Re: Avro Python appending data

2010-12-22 Thread Jeff Hammerbacher
Hey Felix,

See the test_append() function at
http://svn.apache.org/viewvc/avro/trunk/lang/py/test/test_datafile.py?view=markup
.

Regards,
Jeff

On Wed, Dec 22, 2010 at 4:59 PM, felix gao gre1...@gmail.com wrote:

 Hi all,

 I am having trouble adding more data into a file.

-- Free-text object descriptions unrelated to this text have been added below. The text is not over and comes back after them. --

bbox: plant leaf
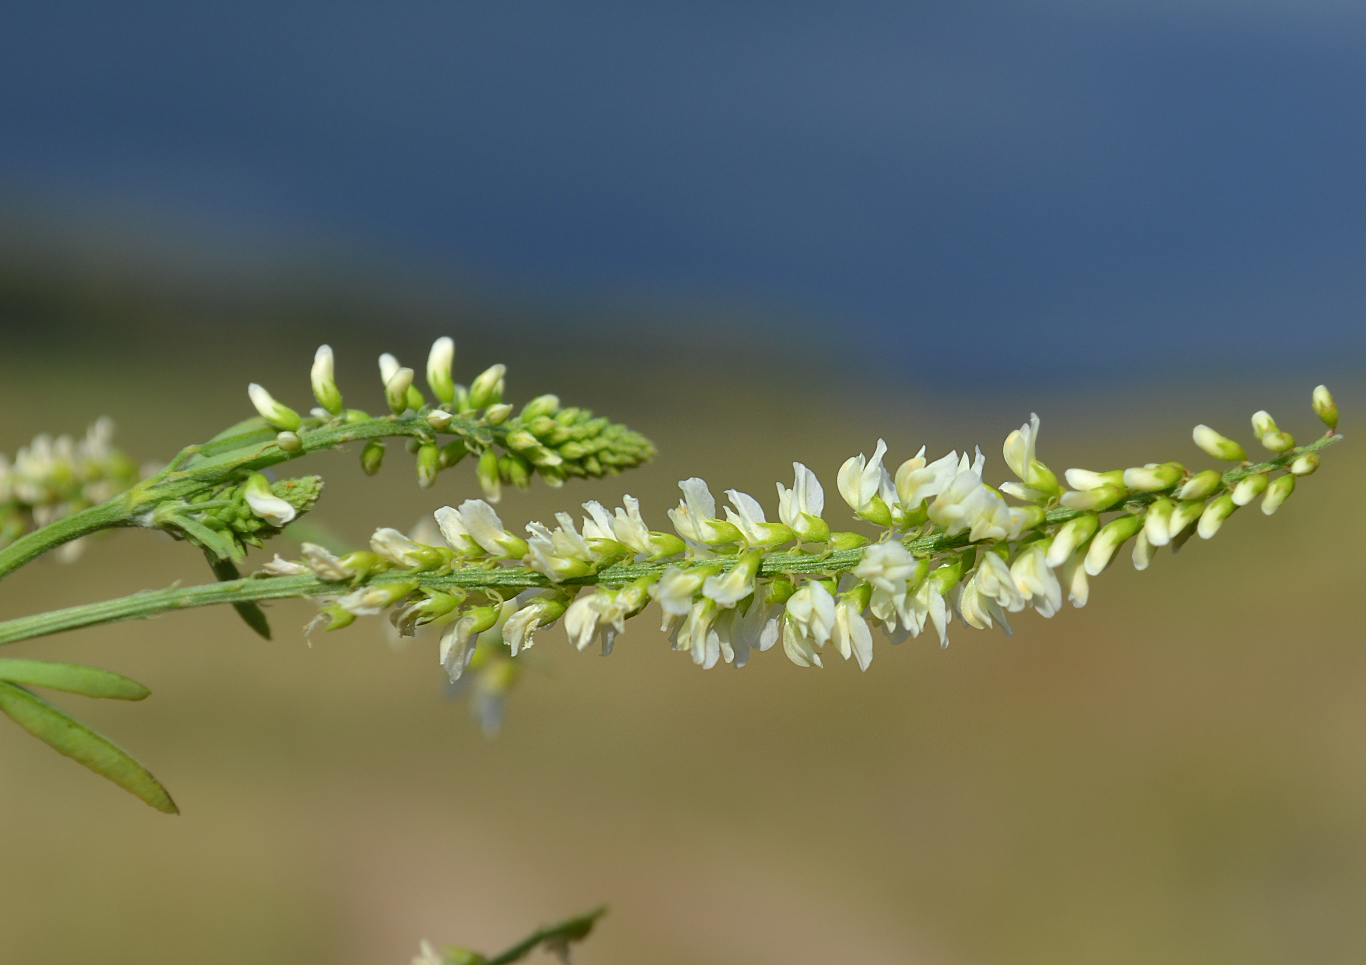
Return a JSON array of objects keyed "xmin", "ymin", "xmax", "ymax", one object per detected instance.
[
  {"xmin": 0, "ymin": 659, "xmax": 150, "ymax": 700},
  {"xmin": 206, "ymin": 554, "xmax": 272, "ymax": 639},
  {"xmin": 0, "ymin": 681, "xmax": 177, "ymax": 814}
]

 Environment: Python 2.6.5, avro-1.3.3-py2.6

 Program looks like this

 from avro import schema, datafile, io

 OUTFILE_NAME = 'sample.avro'

 SCHEMA_STR = {
 type: record,
 name: bkSampleAvro,
 namespace: bk_avro_example,
 fields: [
 {   name: name   , type: string   },
 {   name: age, type: int  },
 {   name: address, type: string   },
 {   name: value  , type: long }
 ]
 }

 SCHEMA = schema.parse(SCHEMA_STR)
 def write_avro_file():
 # Lets generate our data
 data = {}
 data['name']= 'Foo'
 data['age'] = 19
 data['address'] = '10, Bar Eggs Spam'
 data['value']   = 800

 rec_writer = io.DatumWriter(SCHEMA)

 df_writer = datafile.DataFileWriter(
 open(OUTFILE_NAME, 'ab'),
 rec_writer,
 writers_schema = SCHEMA,
 codec = 'deflate'
 )

 df_writer.append(data)

 df_writer.close()

 def read_avro_file():
 rec_reader = io.DatumReader()

 df_reader = datafile.DataFileReader(
 open(OUTFILE_NAME, rb),
 rec_reader
 )

 for record in df_reader:
 print record['name'], record['age']
 print record['address'], record['value']

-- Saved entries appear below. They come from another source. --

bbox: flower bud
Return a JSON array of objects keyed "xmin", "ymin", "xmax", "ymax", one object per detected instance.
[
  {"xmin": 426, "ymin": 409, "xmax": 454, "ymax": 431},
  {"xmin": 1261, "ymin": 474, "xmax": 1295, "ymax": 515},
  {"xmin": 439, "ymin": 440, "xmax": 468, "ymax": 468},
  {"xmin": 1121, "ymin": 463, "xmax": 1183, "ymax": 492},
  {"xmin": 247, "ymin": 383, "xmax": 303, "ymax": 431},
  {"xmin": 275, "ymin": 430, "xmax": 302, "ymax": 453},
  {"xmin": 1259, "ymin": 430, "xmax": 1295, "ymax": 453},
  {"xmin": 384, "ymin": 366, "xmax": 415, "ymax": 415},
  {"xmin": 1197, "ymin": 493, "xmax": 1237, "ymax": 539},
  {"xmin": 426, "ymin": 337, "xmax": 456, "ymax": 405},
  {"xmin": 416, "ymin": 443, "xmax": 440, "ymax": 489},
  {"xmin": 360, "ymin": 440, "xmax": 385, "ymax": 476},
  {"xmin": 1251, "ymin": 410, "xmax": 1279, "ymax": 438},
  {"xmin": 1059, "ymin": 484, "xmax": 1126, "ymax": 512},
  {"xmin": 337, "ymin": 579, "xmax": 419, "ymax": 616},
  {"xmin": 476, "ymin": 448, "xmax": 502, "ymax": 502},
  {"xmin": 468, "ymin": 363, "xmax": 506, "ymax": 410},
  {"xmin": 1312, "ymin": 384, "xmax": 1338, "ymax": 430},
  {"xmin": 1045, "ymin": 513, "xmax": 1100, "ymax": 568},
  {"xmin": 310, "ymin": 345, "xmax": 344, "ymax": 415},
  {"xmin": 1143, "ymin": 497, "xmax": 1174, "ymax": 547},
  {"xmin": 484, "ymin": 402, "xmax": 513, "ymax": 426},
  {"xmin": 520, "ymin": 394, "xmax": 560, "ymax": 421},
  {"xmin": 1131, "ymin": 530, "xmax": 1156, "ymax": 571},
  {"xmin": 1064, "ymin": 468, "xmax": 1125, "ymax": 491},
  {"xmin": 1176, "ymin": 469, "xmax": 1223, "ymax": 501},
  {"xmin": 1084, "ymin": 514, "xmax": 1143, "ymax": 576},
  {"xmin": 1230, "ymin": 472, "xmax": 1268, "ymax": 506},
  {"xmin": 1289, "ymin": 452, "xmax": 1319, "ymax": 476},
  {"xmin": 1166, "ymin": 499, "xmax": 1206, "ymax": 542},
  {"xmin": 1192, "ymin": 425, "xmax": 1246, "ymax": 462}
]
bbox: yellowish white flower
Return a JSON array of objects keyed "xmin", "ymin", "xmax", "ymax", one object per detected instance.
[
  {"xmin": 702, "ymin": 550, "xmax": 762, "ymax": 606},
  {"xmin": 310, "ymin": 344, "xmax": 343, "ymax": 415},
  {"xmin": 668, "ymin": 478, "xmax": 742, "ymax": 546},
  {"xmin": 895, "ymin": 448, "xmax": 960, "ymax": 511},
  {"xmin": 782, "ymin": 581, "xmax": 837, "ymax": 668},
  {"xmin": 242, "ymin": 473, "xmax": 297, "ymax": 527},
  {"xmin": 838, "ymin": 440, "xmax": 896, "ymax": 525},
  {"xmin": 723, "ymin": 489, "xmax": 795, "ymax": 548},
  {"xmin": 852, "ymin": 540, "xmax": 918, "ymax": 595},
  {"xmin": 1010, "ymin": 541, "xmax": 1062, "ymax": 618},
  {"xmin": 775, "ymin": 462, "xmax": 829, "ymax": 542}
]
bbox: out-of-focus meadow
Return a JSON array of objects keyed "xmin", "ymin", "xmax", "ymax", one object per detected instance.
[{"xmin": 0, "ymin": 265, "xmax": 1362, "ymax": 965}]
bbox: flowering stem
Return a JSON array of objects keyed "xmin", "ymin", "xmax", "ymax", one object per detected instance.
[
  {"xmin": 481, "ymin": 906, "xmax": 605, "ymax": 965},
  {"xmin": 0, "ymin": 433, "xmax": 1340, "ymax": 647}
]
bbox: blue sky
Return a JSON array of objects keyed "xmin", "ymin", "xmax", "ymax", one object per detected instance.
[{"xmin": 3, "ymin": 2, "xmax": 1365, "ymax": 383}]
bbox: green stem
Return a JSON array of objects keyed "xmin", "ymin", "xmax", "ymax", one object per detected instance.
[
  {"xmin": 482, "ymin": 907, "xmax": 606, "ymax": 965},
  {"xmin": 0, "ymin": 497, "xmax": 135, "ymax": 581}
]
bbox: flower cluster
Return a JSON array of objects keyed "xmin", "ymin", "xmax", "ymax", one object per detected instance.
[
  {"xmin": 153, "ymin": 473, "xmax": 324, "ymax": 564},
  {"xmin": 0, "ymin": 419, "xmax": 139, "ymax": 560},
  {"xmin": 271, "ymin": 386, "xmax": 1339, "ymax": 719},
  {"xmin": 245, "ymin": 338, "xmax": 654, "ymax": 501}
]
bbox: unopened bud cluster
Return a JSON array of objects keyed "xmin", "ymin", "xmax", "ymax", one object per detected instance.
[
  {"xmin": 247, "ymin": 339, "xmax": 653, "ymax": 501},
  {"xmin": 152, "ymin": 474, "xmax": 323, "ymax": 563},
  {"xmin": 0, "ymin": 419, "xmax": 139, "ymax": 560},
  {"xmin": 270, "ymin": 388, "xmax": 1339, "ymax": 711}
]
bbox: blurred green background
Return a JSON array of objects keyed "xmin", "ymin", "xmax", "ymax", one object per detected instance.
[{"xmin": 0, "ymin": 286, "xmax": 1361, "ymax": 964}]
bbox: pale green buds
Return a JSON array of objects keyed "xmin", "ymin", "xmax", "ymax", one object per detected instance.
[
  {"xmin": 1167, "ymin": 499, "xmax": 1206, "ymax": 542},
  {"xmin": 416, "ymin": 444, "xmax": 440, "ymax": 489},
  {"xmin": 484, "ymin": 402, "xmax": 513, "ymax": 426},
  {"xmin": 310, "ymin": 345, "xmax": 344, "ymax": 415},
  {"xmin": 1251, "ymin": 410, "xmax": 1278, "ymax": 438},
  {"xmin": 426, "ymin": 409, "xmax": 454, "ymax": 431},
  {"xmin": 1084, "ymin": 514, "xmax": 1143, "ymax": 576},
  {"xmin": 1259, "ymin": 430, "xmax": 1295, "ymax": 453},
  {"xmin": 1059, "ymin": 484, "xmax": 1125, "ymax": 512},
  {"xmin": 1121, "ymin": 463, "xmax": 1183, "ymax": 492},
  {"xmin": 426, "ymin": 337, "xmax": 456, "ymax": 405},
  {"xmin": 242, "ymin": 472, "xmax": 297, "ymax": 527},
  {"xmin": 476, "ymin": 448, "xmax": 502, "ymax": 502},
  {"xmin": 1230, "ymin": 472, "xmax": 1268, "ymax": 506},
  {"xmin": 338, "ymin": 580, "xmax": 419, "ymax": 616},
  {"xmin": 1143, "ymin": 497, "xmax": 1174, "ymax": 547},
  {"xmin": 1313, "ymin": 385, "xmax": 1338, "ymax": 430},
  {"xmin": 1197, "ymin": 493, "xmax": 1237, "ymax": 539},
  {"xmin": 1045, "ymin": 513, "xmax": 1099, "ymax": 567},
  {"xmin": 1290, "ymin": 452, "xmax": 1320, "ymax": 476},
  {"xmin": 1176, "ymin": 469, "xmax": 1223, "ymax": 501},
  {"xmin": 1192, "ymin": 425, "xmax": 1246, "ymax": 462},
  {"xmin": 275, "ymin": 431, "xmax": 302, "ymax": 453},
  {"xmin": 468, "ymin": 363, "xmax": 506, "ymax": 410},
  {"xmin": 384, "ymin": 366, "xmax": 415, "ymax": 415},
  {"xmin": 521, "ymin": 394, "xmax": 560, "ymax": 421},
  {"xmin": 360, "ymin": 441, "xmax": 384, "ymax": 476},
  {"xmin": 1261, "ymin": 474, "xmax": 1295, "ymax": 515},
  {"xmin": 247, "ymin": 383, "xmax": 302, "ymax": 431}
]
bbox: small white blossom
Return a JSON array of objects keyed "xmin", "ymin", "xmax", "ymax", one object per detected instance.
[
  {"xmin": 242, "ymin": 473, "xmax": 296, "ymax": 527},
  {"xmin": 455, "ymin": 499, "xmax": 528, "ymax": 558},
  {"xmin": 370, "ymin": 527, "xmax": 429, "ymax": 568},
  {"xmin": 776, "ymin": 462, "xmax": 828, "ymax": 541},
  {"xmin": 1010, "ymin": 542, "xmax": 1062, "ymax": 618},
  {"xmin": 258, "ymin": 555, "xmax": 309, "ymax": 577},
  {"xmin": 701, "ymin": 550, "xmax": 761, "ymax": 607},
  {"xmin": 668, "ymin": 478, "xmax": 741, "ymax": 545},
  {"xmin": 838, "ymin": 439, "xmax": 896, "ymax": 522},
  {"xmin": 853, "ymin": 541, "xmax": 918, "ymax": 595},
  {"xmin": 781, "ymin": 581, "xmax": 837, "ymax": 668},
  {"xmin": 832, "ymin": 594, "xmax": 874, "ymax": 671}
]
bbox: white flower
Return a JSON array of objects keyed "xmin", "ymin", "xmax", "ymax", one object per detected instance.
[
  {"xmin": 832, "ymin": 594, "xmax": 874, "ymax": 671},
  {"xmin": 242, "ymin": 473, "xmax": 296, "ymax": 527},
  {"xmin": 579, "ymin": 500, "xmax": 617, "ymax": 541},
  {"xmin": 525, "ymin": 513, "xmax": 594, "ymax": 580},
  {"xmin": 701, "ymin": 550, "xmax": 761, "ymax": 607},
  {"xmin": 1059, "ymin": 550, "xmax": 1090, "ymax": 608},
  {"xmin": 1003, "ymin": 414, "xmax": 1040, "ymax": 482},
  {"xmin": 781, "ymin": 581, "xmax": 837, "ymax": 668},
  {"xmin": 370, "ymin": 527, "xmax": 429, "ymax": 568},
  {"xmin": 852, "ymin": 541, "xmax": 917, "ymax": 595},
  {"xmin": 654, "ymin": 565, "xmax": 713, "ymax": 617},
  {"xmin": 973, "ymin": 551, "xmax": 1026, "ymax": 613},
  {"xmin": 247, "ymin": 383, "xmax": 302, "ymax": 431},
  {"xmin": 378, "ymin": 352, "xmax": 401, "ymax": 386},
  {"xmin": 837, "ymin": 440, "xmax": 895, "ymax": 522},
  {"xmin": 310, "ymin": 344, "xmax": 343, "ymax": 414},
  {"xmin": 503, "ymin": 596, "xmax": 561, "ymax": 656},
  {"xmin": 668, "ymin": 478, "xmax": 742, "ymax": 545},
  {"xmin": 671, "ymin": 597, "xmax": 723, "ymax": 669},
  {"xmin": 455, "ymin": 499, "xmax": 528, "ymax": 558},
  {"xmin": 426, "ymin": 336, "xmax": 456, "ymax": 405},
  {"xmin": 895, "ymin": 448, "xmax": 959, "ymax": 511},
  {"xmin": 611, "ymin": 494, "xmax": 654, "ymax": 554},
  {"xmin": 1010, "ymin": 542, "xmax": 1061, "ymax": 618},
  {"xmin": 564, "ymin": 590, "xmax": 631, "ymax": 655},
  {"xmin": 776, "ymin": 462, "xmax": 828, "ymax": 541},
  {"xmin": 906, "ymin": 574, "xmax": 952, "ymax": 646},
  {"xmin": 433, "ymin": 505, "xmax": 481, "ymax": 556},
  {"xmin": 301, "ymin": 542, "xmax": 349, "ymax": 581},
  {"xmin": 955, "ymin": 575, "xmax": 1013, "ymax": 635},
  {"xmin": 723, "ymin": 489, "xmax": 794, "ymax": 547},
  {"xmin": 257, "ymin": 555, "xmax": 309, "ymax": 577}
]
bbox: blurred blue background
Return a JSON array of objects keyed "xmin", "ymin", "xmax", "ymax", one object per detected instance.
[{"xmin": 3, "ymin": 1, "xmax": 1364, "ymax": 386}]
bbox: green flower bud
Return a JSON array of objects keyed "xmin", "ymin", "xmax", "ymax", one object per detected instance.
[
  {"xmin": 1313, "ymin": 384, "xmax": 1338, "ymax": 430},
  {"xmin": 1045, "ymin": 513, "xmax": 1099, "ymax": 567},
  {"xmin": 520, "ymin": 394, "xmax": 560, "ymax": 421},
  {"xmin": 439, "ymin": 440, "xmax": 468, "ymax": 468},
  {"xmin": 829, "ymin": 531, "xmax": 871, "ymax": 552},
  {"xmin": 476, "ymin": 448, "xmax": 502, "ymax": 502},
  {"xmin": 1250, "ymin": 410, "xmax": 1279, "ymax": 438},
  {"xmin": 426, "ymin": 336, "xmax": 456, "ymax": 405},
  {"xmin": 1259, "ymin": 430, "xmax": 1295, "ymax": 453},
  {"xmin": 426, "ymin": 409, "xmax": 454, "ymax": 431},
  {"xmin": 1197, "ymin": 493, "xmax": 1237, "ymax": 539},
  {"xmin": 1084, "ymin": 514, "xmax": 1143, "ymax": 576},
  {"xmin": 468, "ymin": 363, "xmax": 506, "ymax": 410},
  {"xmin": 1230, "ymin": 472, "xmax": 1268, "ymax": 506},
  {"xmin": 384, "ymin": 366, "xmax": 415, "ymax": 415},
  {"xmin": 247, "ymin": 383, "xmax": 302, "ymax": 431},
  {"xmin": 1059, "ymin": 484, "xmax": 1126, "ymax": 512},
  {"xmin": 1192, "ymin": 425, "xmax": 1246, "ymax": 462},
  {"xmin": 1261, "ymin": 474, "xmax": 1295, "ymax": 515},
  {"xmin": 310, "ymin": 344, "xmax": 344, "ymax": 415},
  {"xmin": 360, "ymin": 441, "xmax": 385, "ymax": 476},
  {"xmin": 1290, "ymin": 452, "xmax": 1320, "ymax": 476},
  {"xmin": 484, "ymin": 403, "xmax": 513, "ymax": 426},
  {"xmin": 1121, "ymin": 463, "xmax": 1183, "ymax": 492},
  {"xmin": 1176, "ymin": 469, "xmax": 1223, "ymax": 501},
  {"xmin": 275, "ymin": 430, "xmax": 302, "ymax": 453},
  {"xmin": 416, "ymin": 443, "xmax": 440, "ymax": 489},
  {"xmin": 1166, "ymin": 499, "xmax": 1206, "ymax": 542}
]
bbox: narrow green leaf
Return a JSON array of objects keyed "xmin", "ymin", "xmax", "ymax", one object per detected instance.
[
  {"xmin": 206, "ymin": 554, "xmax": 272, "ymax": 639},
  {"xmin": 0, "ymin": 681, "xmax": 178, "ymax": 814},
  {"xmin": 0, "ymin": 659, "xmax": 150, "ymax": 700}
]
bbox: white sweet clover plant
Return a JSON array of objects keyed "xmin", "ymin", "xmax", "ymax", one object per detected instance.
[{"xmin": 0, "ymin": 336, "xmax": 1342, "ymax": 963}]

 if __name__ == '__main__':
 # Write an AVRO file first
 write_avro_file()
 write_avro_file()

 # Now, read it
 read_avro_file()


 The result looks like

 Foo 19
 10, Bar Eggs Spam 800
 Traceback (most recent call last):
   File /Users/felixgao/Desktop/workspace/Python/avro/avroExample1.py,
 line 124, in module
 read_avro_file()
   File /Users/felixgao/Desktop/workspace/Python/avro/avroExample1.py,
 line 112, in read_avro_file
 for record in df_reader:
   File
 /opt/local/Library/Frameworks/Python.framework/Versions/2.6/lib/python2.6/site-packages/avro-1.3.3-py2.6.egg/avro/datafile.py,
 line 318, in next
 datum = self.datum_reader.read(self.datum_decoder)
   File
 /opt/local/Library/Frameworks/Python.framework/Versions/2.6/lib/python2.6/site-packages/avro-1.3.3-py2.6.egg/avro/io.py,
 line 411, in read
 return self.read_data(self.writers_schema, self.readers_schema,
 decoder)
   File
 /opt/local/Library/Frameworks/Python.framework/Versions/2.6/lib/python2.6/site-packages/avro-1.3.3-py2.6.egg/avro/io.py,
 line 456, in read_data
 return self.read_record(writers_schema, readers_schema, decoder)
   File
 /opt/local/Library/Frameworks/Python.framework/Versions/2.6/lib/python2.6/site-packages/avro-1.3.3-py2.6.egg/avro/io.py,
 line 648, in read_record
 field_val = self.read_data(field.type, readers_field.type, decoder)
   File
 /opt/local/Library/Frameworks/Python.framework/Versions/2.6/lib/python2.6/site-packages/avro-1.3.3-py2.6.egg/avro/io.py,
 line 434, in read_data
 return decoder.read_utf8()
   File
 /opt/local/Library/Frameworks/Python.framework/Versions/2.6/lib/python2.6/site-packages/avro-1.3.3-py2.6.egg/avro/io.py,
 line 210, in read_utf8
 return unicode(self.read_bytes(), utf-8)
 UnicodeDecodeError: 'utf8' codec can't decode bytes in position 14-15:
 invalid data



 if I remove the second write_avro_file() call then everything is fine.  How
 to properly append more data into the file?

 Thanks,

 Felix



Re: Avro Python appending data

2010-12-22 Thread Harsh J
Hi,

On Thu, Dec 23, 2010 at 6:29 AM, felix gao gre1...@gmail.com wrote:
 Hi all,

 I am having trouble adding more data into a file.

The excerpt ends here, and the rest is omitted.